Diğer bir Kürt tarihçisi Şerafeddin Han (Şerefname/Kürt Tarihi) isimli eserinde; (1597) Tunceli ve yöresindeki beyliklerin soy bakımından Türkmen olup, Selçuklu hükümdarı Melikşah’a dayandıklarını söylemektedir. Şerefeddin Han ayrıca, “Kentlerde ve işlenmiş topraklarda yaşayan ve Acemler (Arapça bilmeyen barbarlar) ile Perslerden oluşan yerli halklara komşu olarak yaşadılar. Orada kendi (ana) dillerini terk etmişler ve dilleri barbarca (Acemce) olmuştur. Böylece her tür Kürt için kendilerine özgü bir dil oluşmuş, buna Kürtçe denmiştir.” demektedir. Ayrıca, “Tur ve Heytem Bölgesinde büyük çoğunlukla Ermeni uyruklu vatandaşlar otururlar. (….) Şah bölgesinde Ermeniler yaşar ve bir kalesi vardır. … Şiluyi ya da Şilevi kabilesinin ikametgâhı hizmetini görür. Tiş Etel ya da İtil’e bağlı bölgede ve Eremşat Kalesi civarında Büyük Bahti Aşireti’nin en önemli kolu olan Berasi Kabilesi oturur. Buradaki Ermenilerin çoğu Arapça da konuşur.” diye belirtmiştir.
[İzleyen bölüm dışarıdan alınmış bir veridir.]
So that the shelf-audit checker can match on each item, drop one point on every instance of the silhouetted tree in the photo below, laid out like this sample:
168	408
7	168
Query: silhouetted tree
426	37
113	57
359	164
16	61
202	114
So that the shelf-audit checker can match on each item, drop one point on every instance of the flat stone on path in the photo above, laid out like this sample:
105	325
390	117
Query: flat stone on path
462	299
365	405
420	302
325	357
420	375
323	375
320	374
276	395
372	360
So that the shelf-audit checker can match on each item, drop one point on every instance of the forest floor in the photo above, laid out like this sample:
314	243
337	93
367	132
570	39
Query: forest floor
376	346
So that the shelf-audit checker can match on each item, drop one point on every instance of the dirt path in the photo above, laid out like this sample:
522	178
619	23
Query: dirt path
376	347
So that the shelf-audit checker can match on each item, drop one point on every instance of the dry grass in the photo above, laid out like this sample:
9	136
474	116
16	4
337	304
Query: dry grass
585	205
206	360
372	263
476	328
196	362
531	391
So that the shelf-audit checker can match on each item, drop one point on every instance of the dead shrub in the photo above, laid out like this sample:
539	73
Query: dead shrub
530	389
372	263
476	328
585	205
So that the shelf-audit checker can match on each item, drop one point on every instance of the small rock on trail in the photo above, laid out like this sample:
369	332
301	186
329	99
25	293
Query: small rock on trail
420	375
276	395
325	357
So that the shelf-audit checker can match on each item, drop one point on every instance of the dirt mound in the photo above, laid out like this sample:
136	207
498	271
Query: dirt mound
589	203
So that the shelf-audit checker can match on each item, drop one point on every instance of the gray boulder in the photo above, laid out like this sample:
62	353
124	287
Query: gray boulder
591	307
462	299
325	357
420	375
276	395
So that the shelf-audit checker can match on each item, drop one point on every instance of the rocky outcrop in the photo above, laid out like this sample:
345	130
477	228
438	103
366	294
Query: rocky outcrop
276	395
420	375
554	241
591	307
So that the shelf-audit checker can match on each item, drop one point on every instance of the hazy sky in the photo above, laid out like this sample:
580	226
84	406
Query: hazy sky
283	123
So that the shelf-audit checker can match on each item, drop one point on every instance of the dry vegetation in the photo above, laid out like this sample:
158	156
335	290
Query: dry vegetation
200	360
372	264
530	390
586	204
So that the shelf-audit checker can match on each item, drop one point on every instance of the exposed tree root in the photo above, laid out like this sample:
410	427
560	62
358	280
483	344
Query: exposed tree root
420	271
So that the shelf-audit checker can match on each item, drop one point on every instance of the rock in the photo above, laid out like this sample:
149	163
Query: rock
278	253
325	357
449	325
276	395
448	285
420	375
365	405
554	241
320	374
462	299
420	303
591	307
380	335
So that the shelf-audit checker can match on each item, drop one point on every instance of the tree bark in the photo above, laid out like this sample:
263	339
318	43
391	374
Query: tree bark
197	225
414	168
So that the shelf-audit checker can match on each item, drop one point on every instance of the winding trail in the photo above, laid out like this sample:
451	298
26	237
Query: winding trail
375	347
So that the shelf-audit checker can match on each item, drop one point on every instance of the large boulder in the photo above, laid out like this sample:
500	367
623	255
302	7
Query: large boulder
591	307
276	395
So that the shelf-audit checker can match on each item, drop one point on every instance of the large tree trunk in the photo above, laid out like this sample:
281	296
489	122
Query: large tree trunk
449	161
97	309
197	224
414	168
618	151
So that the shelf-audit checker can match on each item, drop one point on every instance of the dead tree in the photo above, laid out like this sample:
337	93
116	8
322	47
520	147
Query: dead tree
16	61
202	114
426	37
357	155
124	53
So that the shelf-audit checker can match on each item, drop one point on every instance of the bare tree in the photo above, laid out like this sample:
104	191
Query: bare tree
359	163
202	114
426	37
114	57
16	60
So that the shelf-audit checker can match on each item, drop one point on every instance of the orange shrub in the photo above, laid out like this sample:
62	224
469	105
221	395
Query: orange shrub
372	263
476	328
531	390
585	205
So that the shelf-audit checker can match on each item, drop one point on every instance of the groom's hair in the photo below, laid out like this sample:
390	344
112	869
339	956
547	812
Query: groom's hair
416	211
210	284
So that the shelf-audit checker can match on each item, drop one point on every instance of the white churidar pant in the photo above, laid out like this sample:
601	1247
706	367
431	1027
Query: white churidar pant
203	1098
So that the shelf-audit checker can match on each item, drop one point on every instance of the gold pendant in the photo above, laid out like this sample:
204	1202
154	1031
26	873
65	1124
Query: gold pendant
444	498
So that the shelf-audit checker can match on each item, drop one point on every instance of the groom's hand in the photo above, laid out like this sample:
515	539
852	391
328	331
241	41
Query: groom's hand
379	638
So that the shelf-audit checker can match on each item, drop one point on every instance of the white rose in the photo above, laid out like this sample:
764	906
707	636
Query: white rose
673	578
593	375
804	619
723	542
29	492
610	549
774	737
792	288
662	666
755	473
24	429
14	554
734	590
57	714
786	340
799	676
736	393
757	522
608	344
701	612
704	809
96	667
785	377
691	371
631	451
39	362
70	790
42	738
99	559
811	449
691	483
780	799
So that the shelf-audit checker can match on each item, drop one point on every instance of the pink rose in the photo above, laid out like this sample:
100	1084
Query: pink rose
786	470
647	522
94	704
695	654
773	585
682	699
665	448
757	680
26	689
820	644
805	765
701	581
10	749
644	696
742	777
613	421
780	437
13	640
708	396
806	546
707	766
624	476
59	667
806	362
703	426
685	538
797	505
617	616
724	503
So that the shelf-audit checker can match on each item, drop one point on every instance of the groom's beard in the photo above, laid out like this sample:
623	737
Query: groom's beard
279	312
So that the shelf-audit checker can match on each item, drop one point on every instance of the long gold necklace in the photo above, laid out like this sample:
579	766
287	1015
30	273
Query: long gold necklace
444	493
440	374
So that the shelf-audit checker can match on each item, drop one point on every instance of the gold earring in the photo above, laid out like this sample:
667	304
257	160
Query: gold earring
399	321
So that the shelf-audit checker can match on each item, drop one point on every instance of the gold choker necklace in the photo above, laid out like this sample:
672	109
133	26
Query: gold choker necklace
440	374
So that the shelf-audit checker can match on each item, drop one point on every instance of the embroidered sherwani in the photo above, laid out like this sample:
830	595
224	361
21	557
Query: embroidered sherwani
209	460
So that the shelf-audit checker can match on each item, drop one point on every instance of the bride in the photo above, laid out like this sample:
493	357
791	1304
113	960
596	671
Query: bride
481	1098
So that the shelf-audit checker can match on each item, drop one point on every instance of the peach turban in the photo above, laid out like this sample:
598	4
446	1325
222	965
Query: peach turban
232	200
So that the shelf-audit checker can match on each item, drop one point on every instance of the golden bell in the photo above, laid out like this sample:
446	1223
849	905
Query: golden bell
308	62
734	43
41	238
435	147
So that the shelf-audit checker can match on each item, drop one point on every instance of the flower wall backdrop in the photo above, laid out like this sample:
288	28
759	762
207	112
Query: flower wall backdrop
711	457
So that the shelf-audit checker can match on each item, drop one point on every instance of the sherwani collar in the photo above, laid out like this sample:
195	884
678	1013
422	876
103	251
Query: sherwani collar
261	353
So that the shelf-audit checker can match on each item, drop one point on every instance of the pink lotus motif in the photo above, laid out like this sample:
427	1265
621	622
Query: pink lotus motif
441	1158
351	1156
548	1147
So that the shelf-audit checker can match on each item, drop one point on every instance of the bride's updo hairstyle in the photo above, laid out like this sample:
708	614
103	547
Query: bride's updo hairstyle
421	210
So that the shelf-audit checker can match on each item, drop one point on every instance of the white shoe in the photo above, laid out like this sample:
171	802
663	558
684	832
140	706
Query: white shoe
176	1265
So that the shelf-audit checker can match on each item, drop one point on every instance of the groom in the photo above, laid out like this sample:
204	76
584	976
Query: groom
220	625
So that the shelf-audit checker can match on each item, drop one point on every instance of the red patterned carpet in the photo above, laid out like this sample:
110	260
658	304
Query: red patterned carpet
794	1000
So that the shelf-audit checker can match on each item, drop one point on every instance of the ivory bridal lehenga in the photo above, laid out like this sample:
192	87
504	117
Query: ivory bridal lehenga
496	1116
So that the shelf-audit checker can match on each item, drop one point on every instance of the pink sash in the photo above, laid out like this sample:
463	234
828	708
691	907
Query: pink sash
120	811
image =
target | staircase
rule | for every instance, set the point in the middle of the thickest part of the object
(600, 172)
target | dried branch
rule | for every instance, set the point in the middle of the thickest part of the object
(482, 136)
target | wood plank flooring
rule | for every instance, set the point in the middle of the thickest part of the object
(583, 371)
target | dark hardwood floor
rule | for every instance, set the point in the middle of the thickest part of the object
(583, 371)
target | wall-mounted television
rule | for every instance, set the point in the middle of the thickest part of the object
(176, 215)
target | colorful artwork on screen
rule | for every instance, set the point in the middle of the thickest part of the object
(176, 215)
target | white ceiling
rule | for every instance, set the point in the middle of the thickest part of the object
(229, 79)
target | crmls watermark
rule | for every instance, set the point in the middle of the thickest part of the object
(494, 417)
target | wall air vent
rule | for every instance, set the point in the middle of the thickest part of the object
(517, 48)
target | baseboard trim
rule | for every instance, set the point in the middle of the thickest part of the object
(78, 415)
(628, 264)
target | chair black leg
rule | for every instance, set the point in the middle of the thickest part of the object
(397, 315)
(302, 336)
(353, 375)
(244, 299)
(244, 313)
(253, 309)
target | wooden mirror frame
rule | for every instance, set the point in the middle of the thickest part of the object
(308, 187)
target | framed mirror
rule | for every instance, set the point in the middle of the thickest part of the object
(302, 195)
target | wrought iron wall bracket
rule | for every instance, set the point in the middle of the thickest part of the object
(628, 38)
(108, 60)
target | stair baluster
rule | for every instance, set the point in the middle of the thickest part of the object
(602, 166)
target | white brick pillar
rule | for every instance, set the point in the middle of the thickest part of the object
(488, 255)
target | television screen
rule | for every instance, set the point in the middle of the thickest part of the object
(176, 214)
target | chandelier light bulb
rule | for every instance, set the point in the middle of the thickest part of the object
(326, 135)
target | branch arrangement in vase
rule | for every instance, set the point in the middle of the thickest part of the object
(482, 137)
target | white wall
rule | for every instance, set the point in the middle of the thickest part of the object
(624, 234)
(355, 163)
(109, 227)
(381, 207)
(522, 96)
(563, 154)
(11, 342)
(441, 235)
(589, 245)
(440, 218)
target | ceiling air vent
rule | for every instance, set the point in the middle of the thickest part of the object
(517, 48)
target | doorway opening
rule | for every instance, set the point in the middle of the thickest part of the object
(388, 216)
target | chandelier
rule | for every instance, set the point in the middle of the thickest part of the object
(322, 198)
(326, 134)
Bu örneklerden anlaşıldığı üzere toplulukların, cemaatlerin, aşiretlerin ve hatta milletlerin dil değiştirmelerinin mümkün olduğu görülmektedir. Bazı topluluklar, dillerinin değiştiğinin kabul ederek asıllarını korumuşlardır. Ancak, bu gerçeği kabul etmeyen bazı topluluklar, mevcut dillerini esas alarak, farkına varmadan asimile olmuşlardır.
Kaynakça: Kahramanmaraş Türk Ocağı konuşması Ali Gültekin Biniş.